I think I would try to go for exactly the opposite, In my experiences the males can get just a bit territorial, and they like to fight over females, may not be as much of a problem in a large tank, what size will you be keeping them in?


----------



## Diana K (Dec 20, 2007)

Pearls Gouramis are among the more peaceful of Gouramis, but I would not keep more than one male in a tank, and monitor him, some are more aggressive than others. Most females will get along pretty well, but even there I would be sure it is a very large tank, and has lots of plants, driftwood and other things that create territory markers and line-of-site barriers at the surface. 
These are not social fish.

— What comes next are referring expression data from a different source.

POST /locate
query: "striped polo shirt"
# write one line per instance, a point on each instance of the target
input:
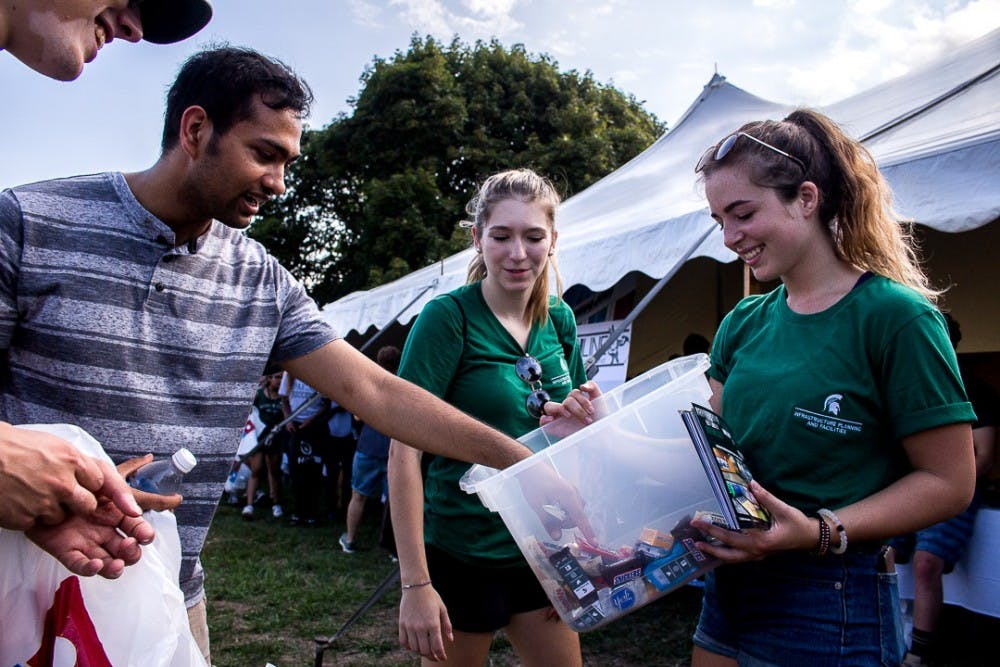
(147, 346)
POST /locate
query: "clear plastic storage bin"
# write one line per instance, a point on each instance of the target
(641, 482)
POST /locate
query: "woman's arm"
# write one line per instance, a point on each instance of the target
(423, 618)
(939, 486)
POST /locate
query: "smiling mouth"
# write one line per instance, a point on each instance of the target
(751, 254)
(254, 201)
(101, 33)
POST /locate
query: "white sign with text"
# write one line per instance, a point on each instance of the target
(613, 363)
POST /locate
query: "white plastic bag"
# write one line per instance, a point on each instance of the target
(138, 619)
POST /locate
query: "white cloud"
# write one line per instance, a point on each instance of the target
(474, 19)
(365, 13)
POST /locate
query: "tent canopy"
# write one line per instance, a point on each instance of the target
(935, 132)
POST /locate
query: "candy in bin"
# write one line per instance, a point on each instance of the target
(589, 617)
(631, 594)
(653, 544)
(625, 569)
(684, 561)
(574, 576)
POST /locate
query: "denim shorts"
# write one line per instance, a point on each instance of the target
(369, 476)
(797, 609)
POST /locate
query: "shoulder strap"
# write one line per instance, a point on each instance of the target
(465, 325)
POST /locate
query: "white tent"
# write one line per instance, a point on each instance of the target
(936, 133)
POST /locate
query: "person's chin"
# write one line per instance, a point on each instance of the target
(64, 69)
(236, 221)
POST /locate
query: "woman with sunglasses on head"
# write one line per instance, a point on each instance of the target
(501, 349)
(863, 432)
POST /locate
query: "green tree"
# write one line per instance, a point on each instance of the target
(378, 193)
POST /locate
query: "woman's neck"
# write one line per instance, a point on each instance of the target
(510, 309)
(816, 287)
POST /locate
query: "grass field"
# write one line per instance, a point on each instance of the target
(273, 588)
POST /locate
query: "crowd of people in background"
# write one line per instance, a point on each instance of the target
(796, 199)
(329, 461)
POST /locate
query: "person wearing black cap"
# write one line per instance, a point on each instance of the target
(60, 487)
(56, 38)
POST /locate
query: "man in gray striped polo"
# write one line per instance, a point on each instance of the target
(56, 40)
(133, 305)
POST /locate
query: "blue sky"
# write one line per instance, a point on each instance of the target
(662, 51)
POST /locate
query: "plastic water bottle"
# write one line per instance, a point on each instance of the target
(163, 477)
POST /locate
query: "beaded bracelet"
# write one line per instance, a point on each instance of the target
(827, 514)
(824, 538)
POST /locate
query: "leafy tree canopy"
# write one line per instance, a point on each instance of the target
(378, 193)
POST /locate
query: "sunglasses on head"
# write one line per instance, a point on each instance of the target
(721, 150)
(530, 371)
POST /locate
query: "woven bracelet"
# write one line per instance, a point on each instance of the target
(824, 538)
(842, 547)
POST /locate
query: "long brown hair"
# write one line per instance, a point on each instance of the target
(855, 199)
(526, 186)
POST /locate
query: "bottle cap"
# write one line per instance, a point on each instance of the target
(184, 460)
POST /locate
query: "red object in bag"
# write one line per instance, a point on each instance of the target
(68, 618)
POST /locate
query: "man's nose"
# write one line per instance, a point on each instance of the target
(128, 23)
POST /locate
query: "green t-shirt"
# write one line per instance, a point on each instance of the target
(477, 376)
(820, 403)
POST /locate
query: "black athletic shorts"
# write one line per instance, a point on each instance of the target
(483, 599)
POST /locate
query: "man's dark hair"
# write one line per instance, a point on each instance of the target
(225, 81)
(954, 330)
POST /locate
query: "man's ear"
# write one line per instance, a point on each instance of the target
(808, 198)
(195, 131)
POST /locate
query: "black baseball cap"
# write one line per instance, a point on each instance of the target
(169, 21)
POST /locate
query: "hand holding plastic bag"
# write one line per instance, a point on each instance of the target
(49, 616)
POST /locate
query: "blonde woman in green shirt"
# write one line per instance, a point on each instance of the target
(501, 349)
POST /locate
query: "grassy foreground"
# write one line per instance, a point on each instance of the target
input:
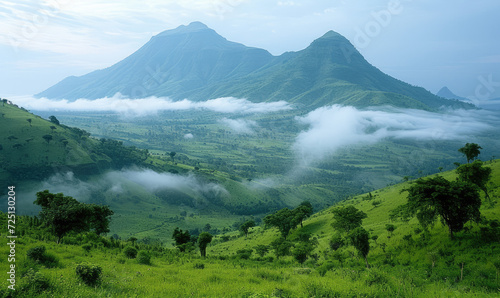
(408, 262)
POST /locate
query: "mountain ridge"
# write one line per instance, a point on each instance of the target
(196, 63)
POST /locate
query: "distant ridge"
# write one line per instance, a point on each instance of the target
(448, 94)
(195, 62)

They are better without their relatives (Pearl Gouramis or other Anabantoids) in the tank.


----------



## Anafranil (Mar 15, 2005)

The tank is 70g,lots of plants,the males seem to be doing well with occational brief fights that last seconds.The female looks like is not in top condition probably because of pressure from the males.I cannot add more females to brake the bad ratio so I'm thinking of removing the female from the tank and not do the same mistake again in the future.Is this the more reasonable thing to do?Also if this was the only species of fish in a tank of this size how many females and how many males would you choose to add?


----------



## saram521 (May 3, 2008)

I would remove some of the males as well. I've heard accounts of people keeping 3 males in a tank with no females and the males still fought pretty nastily. Pearl gouramis are generally peaceful to *other fish*. If you were to stock a 70g with only pearls, I would add about 7 with a ratio of maybe 2 males and 5 females.


----------